AN-aided Secure Beamforming Design for Dual-Functional Radar-Communication Systems

Abstract

Dual-functional radar-communication (DFRC) systems can utilize the same hardware platforms and spectrum resources to simultaneously realize radar sensing and communication functionalities. This paper focuses on the secure beamforming design for multi-input multi-output (MIMO) DFRC systems, in which the target of interest is considered as a vicious eavesdropper who attempts to eavesdrop the information transmissions from the DFRC base station (BS) to the multiple legitimate users. In order to ensure the confidential information transmissions, artificial noise (AN) is generated at the BS to disrupt the receptions of the eavesdropper.

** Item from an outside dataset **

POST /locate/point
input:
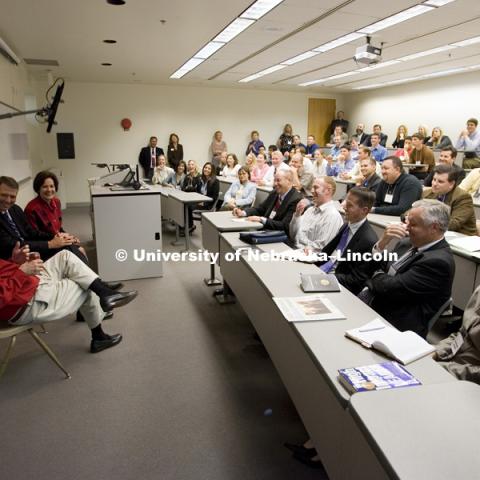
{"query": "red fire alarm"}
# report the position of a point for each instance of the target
(126, 124)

While satisfying the communication quality-of-service (QoS) requirements of the legitimate users, the constant-modulus power constraints, and the beampattern similarity constraint, the maximum eavesdropping signal-to-interference-plus-noise ratio (SINR) of the target is minimized by jointly optimizing the transmit beamforming and the AN. A semi-definite relaxation (SDR) and fractional programming (FP) based algorithm is proposed to solve for the non-convex AN-aided secure beamforming design. Simulation results verify the effectiveness of the proposed scheme and associated beamforming design algorithm in ensuring the secure transmissions for the DFRC systems.